Learning how to live seems very unimportant if there is no meaning in living, nothing to live for but the little immediate material joys – no bigness, no significance. If man is just a little blob of protoplasm, mushrooming up to full size and then fading out, wallowing meanwhile in a sea of self-made miseries and fighting the elements, it all doesn’t seem worth a long psychotherapy program, or even a striving to sober up. It must be remembered that science and psychiatry concerns itself with method, with “How to,” never with objectives to be reached, never with “Why.” This is the business of the patient himself – but we psychiatrists have been too slow in saying that the last touch of synthesis after analysis, that last job of spelling it all out in terms of meanings – is imperative. I always like to pay tribute to one psychiatrist, Smiley Blanton, who dared spell it out – who did content himself with just teaching a patient how to love, maturely – but gave mature loving its inescapable alternative in the superb title of his book Love or Perish (Blanton, 1956).
The glory of A.A. and, to me, the deepest and strongest reason for its success, lies in its insistence on the spiritual growth of the alcoholic. Like the psychiatrist, it does not chart creeds – but it suggests, over and over, that you find your own chart, your own pathway, to what you call God.
I heard a distinguished teacher of psychiatry, in a lecture on alcoholism, say that the addictive personality is a pigmy at heart – who uses alcohol over and over, to turn himself into a giant, and who needed ever more and more of the stuff in order to accomplish that feat. He gave no formula for cure, for the reversal of trend. I ask, in rebuttal, what turns all of us pigmies into giants, automatically? The answer is simple, the fatherhood of a living God – living today and loving us.
I think often of the alcoholic when I remember Paul saying – as says the alcoholic in his despairing heart “of myself I am nothing” – but then goes on to say with a leap into the grandiose “but I can do all things (all mind you) through Christ who strengtheneth me.” This is to me the secret of A.A.’s steady growth – whether you worship the God of Paul, or the God of Moses and Abraham, or whether you call him Allah.

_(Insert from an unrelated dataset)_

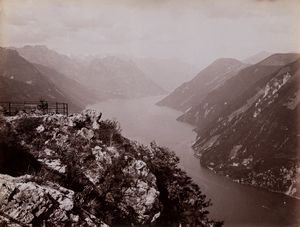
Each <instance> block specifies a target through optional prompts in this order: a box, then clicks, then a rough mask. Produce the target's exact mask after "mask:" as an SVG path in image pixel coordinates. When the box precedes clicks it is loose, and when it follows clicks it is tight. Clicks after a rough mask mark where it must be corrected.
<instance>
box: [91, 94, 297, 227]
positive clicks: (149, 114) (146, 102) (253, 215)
mask: <svg viewBox="0 0 300 227" xmlns="http://www.w3.org/2000/svg"><path fill="white" fill-rule="evenodd" d="M160 99H162V97H161V96H160V97H150V98H149V97H148V98H139V99H132V100H108V101H105V102H101V103H98V104H95V105H93V106H90V107H89V108H93V109H97V110H100V111H101V112H102V113H103V118H104V119H106V118H108V119H116V120H118V121H119V122H120V124H121V127H122V134H123V135H124V136H126V137H128V138H130V139H133V140H137V141H139V142H141V143H144V144H149V143H150V142H151V141H153V140H155V141H156V142H157V144H158V145H161V146H167V147H169V148H171V149H172V150H174V151H175V153H176V154H177V155H178V156H179V158H180V165H181V167H182V168H183V169H184V170H185V171H186V172H187V173H188V175H189V176H190V177H192V178H193V180H194V181H195V182H196V183H197V184H198V185H199V186H200V188H201V190H202V191H203V192H204V193H205V194H206V195H207V197H208V198H210V199H211V201H212V203H213V206H211V207H210V209H209V211H210V216H211V217H212V218H214V219H217V220H224V221H225V226H272V227H273V226H300V210H299V209H300V205H299V204H300V201H299V200H296V199H293V198H290V197H288V196H285V195H282V194H278V193H271V192H267V191H265V190H261V189H257V188H254V187H250V186H244V185H240V184H237V183H234V182H231V181H230V180H229V179H227V178H225V177H221V176H218V175H216V174H213V173H211V172H210V171H208V170H206V169H204V168H202V167H201V166H200V163H199V160H198V159H197V158H195V157H194V153H193V150H192V149H191V145H192V142H193V140H194V139H195V137H196V134H195V133H194V132H193V131H192V130H193V127H192V126H190V125H188V124H184V123H181V122H178V121H176V118H177V117H178V116H179V115H180V114H181V113H180V112H178V111H175V110H173V109H170V108H167V107H159V106H156V105H155V103H156V102H157V101H159V100H160ZM297 207H298V209H297Z"/></svg>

You achieve dignity and significance and you hold on to it and grow quietly because you are rooted in a firm, no-longer-debatable conviction of your own worth and your own potential.
SUMMARY
In summary, I would recapitulate. To a psychiatrist who has had close contact with A.A., and we have had many alcoholics as patients, A.A. appears theoretically sound and impressively successful in achieving and maintaining true sobriety. It attacks the drinking problem directly, head on. No therapy of any kind is possible while the patient is in an alcoholic fog. It offers the alcoholic a desperately-needed opportunity to relate to other human beings on a more-or-less equal basis. It continues to provide the means of maintaining sobriety, after achieving it. Finally, it insists on the importance of spiritual growth and spiritual health as the sine qua non of any true health at all. It is not a religion, but it values the objectives of religion – that is, it sets its sights far higher than just keeping one sober and alive and functioning. It aims at helping others through twelve step work and thus gives altruism and dignity to all of its effort. It lifts the work of A.A. beyond self-preservation into nobility.
Truly I believe “God works in mysterious ways – His wonders to perform” and truly I believe A.A. is one of His modern miracles, worked, as so many miracles were, through his favorite medium, mankind.